Correlation Between Bank of America and Medigene
Can any of the company-specific risk be diversified away by investing in both Bank of America and Medigene at the same time? Although using a correlation coefficient on its own may not help to predict future stock returns, this module helps to understand the diversifiable risk of combining Bank of America and Medigene into the same portfolio, which is an essential part of the fundamental portfolio management process.
By analyzing existing cross correlation between Bank of America and Medigene AG, you can compare the effects of market volatilities on Bank of America and Medigene and check how they will diversify away market risk if combined in the same portfolio for a given time horizon. You can also utilize pair trading strategies of matching a long position in Bank of America with a short position of Medigene. Check out your portfolio center. Please also check ongoing floating volatility patterns of Bank of America and Medigene.

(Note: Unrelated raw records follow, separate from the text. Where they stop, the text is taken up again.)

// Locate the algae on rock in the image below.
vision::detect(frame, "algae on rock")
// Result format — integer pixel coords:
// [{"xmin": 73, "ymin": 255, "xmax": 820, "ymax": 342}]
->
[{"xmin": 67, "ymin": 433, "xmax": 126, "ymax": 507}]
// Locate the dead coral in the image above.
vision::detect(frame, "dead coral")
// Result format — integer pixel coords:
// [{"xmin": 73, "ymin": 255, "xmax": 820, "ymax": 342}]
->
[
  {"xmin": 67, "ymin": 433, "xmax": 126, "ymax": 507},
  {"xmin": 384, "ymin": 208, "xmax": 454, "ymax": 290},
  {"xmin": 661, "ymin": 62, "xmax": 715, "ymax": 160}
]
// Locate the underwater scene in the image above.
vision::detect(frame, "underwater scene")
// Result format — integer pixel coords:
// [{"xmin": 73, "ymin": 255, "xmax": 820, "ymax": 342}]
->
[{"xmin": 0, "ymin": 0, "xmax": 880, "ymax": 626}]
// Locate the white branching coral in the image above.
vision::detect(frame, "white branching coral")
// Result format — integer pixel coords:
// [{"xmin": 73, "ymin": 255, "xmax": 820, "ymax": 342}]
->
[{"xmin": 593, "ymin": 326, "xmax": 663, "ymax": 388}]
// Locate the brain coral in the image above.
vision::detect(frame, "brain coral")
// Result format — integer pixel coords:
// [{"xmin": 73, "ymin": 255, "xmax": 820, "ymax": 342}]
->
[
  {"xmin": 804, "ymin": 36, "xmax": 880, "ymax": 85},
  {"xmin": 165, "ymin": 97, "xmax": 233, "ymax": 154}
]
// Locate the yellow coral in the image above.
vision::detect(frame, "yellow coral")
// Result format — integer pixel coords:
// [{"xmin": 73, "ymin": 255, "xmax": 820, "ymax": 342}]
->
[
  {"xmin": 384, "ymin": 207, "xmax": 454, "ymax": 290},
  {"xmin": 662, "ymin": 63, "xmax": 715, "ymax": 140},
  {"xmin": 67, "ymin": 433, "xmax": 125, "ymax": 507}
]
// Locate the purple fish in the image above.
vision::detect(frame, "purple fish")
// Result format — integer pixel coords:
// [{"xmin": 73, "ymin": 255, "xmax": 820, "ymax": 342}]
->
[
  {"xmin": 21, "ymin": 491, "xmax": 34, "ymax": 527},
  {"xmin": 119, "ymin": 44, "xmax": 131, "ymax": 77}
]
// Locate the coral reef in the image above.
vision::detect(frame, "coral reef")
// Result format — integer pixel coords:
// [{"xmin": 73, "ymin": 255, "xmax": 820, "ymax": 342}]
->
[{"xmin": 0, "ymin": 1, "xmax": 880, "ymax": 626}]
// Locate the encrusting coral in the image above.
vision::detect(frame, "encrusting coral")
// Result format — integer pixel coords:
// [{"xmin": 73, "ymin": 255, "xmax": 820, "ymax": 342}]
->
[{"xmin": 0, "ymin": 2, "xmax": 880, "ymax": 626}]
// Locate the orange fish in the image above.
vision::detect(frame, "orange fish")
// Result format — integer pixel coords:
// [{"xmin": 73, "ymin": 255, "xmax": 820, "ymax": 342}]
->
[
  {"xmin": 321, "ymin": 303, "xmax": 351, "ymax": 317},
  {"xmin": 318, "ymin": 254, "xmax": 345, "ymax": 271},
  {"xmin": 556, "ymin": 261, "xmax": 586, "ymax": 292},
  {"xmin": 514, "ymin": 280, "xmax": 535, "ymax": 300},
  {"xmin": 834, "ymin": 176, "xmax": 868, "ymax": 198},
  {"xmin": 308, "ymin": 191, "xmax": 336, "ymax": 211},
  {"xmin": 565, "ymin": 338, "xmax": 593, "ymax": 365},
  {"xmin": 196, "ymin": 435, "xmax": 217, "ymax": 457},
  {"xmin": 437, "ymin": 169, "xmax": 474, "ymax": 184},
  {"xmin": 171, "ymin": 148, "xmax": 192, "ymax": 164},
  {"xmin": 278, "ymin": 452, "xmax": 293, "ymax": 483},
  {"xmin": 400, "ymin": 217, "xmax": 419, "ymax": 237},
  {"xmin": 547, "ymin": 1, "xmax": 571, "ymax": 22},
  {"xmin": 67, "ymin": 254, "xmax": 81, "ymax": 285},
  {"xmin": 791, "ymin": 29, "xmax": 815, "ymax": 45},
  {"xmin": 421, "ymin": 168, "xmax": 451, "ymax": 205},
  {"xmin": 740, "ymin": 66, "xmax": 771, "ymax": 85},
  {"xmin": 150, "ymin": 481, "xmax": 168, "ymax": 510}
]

Diversification Opportunities for Bank of America and Medigene
-0.53 | Correlation Coefficient |
Excellent diversification
The 3 months correlation between Bank and Medigene is -0.53. Overlapping area represents the amount of risk that can be diversified away by holding Bank of America and Medigene AG in the same portfolio, assuming nothing else is changed. The correlation between historical prices or returns on Medigene AG and Bank of America is a relative statistical measure of the degree to which these equity instruments tend to move together. The correlation coefficient measures the extent to which returns on Bank of America are associated (or correlated) with Medigene. Values of the correlation coefficient range from -1 to +1, where. The correlation of zero (0) is possible when the price movement of Medigene AG has no effect on the direction of Bank of America i.e., Bank of America and Medigene go up and down completely randomly.
Pair Corralation between Bank of America and Medigene
If you would invest 4,562 in Bank of America on September 14, 2024 and sell it today you would earn a total of 46.00 from holding Bank of America or generate 1.01% return on investment over 90 days.
Time Period | 3 Months [change] |
Direction | Moves Against |
Strength | Very Weak |
Accuracy | 4.76% |
Values | Daily Returns |
Bank of America vs. Medigene AG
Performance |
Timeline |
Bank of America |
Medigene AG |
Risk-Adjusted Performance
0 of 100
Weak | Strong |
Very Weak
Bank of America and Medigene Volatility Contrast
Predicted Return Density |
Returns |
Pair Trading with Bank of America and Medigene
The main advantage of trading using opposite Bank of America and Medigene positions is that it hedges away some unsystematic risk. Because of two separate transactions, even if Bank of America position performs unexpectedly, Medigene can make up some of the losses. Pair trading also minimizes risk from directional movements in the market. For example, if an entire industry or sector drops because of unexpected headlines, the short position in Medigene will offset losses from the drop in Medigene's long position.The idea behind Bank of America and Medigene AG pairs trading is to make the combined position market-neutral, meaning the overall market's direction will not affect its win or loss (or potential downside or upside). This can be achieved by designing a pairs trade with two highly correlated stocks or equities that operate in a similar space or sector, making it possible to obtain profits through simple and relatively low-risk investment.Medigene vs. Northwest Biotherapeutics | Medigene vs. Geron | Medigene vs. Advanced Proteome Therapeutics | Medigene vs. Oxford BioDynamics Plc |
Check out your portfolio center.Note that this page's information should be used as a complementary analysis to find the right mix of equity instruments to add to your existing portfolios or create a brand new portfolio. You can also try the Price Ceiling Movement module to calculate and plot Price Ceiling Movement for different equity instruments.